A ênfase no serviço de patrulha motorizada aleatória é outro mito pois esse tipo de
policiamento não reduz o crime nem melhora a possibilidade de prender suspeitos. As
probabilidades de alcançar o suspeito depois de acionada a patrulha ou atuá-lo em flagrante
são pequenas. Além disso, ressalta Walker (1992), esse tipo de patrulha, pelos hábitos de seus
policiais, tende a se concentrar em determinadas áreas de melhor visibilidade para o veículo
ou comodidade do patrulheiro, o que não minimiza a possibilidade de delitos. Regoli e Hewitt
(1996) mostram que o aumento ou decréscimo de patrulhamento nas áreas não tem impacto
mensurável no nível de criminalidade. Crimes como homicídio, estupro, furto em domicílio,
roubo e assalto à mão armada raramente são enfrentados pelo policial em patrulha. No
entanto, isto não significa que a policia não deva estar presente em todas as áreas da cidade e
atender aos chamados.
Outra estratégia refere-se ao número de policiais por viatura, mas não há relação de eficiência
entre o patrulhamento com dois policiais por carro ou com um único policial. Geralmente,
evoca-se justificativas como a possibilidade de que um possa auxiliar o outro, ou mesmo de
vigília entre ambos contra corrupção ou escapadelas do serviço. Wilson (1989) ressalta que os
administradores preferem um policial por viatura pelo seu custo e efetividade, pois realizam
mais atividades e melhor descrevem os acontecimentos, enquanto os policiais preferem
trabalhar em dupla como salvaguarda, principalmente em locais perigosos.
O patrulhamento intensivo também foi uma prática institucionalizada, mas somente reduz o
crime durante algum tempo, em grande parte porque o desloca para outras áreas, reforçam
Bayley e Skolnick (2001). Operações de ocupação de áreas perigosas revelam que durante
certo tempo a criminalidade diminui naquele local, mas recrudesce em outro. Situações como
o patrulhamento do Rio de Janeiro durante o evento da ECO-92 revelou este fenômeno. Outro
exemplo pode ser tomado pela análise da polícia de Londres.

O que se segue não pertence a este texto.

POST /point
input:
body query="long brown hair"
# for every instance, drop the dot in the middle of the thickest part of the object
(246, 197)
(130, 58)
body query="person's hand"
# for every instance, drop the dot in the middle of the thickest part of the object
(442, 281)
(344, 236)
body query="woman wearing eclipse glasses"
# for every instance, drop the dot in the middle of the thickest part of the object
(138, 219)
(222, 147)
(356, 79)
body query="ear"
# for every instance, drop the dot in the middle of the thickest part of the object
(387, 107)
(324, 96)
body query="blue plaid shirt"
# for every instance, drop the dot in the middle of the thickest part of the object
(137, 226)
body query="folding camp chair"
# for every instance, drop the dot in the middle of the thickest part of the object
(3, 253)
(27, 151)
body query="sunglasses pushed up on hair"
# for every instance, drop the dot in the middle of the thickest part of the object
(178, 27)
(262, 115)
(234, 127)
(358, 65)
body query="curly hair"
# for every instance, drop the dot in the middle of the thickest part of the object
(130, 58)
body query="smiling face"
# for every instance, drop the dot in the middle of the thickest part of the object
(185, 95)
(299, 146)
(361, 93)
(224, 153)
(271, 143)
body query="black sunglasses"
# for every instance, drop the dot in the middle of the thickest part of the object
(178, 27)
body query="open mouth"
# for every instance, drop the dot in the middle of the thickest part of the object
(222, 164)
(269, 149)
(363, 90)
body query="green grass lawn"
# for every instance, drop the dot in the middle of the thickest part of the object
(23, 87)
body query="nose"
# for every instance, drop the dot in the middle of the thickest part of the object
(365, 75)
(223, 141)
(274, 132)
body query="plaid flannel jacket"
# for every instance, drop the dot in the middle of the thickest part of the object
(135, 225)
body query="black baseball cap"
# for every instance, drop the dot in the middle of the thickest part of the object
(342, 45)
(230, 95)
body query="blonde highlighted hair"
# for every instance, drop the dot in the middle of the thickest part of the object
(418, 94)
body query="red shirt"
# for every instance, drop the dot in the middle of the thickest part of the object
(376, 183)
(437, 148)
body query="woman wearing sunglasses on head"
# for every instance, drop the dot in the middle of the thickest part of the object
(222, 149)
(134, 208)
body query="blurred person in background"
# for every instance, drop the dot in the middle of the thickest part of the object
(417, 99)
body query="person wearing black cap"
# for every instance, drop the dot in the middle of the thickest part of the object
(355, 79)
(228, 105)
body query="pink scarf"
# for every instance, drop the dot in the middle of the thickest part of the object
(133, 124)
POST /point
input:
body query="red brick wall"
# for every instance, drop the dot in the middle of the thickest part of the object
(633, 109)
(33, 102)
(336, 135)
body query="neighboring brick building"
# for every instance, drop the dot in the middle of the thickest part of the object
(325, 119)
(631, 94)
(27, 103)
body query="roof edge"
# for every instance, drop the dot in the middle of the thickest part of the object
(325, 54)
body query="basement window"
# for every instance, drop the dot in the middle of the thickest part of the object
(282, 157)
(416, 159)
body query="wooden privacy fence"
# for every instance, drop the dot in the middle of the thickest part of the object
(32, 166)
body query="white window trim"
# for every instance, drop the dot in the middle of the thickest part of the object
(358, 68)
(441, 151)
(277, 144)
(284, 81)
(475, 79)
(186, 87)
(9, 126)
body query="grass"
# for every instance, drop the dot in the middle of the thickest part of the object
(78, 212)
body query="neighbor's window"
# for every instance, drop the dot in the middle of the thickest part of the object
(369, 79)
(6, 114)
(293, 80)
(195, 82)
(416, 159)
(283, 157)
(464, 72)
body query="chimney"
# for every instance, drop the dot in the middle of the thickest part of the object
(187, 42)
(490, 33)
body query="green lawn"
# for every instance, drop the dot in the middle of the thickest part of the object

Em seqüência aos
acontecimentos de 11 de setembro de 2001, nos Estados Unidos, a polícia londrina transferiu
vários dos policiais que faziam seu trabalho nos arredores da cidade para proteção do centro,
onde se localizavam potenciais alvos de ataques terroristas. A partir desse deslocamento o
crime no centro diminuiu, mas, por outro lado, o crime cresceu nos subúrbios (WEISBURD,
2003).
crimes violentos esta situação não colabora para prender o criminoso, apesar de auxiliar nas
investigações e manutenção da cena do crime para o trabalho dos peritos. Alpert e Dunham
(2001) afirmam que esta estratégia foi fruto da implantação dos telefones de acesso a polícia
(número 190, no caso brasileiro), o que proporcionou uma cultura quanto à rápida resposta,
patrulhas aleatórias e investigação reativa, valorizando-se o tempo de resposta e número de
prisões. No entanto, a polícia consegue realizar detenções em apenas 3% das chamadas
envolvendo sérios crimes nos Estados Unidos.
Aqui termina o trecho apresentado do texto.